Since there is no data on the metabolism and pharmacokinetics of azithromycin in patients with lysosomal lipid storage diseases (e.g., Tay-Sachs disease, Nieman-Pick disease), the use of the drug in such patients is not recommended.
Caution in diabetic patients: Azithromycin suspension contains sucrose.
Patients with rare hereditary problems of galactose intolerance, the Lapp lactase deficiency or glucose-galactose malabsorption should not take this medicine.
Prescribing azithromycin in the absence of a proven or strongly suspected bacterial infection or a prophylactic indication is unlikely to be beneficial to the patient and increases the risk of the development of drug-resistant microorganisms.
Effects on Ability to Drive and Use Machines: Azithromycin may cause dizziness or fatigue. Patients should be advised to avoid performing tasks which require complete mental alertness such as driving and operating machinery.

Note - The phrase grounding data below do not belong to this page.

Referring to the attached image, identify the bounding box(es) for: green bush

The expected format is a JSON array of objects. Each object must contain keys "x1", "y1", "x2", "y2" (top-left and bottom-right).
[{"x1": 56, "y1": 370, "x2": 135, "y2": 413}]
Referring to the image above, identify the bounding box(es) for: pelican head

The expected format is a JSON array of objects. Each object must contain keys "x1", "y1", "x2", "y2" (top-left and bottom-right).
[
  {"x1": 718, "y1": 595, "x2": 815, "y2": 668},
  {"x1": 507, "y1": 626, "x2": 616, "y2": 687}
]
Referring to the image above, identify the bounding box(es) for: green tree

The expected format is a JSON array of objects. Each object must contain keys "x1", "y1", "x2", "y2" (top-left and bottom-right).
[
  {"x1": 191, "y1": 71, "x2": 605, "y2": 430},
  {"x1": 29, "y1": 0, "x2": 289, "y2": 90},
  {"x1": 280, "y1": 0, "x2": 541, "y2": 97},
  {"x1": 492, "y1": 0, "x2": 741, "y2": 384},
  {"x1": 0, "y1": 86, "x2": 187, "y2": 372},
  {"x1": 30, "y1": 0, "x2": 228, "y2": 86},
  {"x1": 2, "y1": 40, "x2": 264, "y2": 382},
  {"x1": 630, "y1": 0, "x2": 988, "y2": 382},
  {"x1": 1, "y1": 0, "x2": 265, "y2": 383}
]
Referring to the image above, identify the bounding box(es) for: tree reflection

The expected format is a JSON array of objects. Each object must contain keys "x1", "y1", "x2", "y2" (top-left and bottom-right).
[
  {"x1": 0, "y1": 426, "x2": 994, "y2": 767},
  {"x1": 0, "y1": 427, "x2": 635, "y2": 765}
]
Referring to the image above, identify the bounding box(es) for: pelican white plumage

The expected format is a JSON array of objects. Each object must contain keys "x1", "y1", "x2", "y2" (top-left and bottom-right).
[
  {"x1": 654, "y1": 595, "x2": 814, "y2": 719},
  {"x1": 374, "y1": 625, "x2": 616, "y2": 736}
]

Use in Children: The safety and efficacy of oral azithromycin for the treatment of CAP, acute otitis media or acute bacterial sinusitis in children younger than 6 months old, or for the treatment of pharyngitis and tonsillitis in children younger than 2 years old have not been established. The safety and efficacy of oral azithromycin for the prevention of MAC infection in children have not been established.
Use in the Elderly: No dose adjustment is necessary in elderly patients with normal renal and hepatic function. Elderly patients may be more susceptible to development of torsades de pointes arrhythmias than younger patients (see QT prolongation as previously mentioned).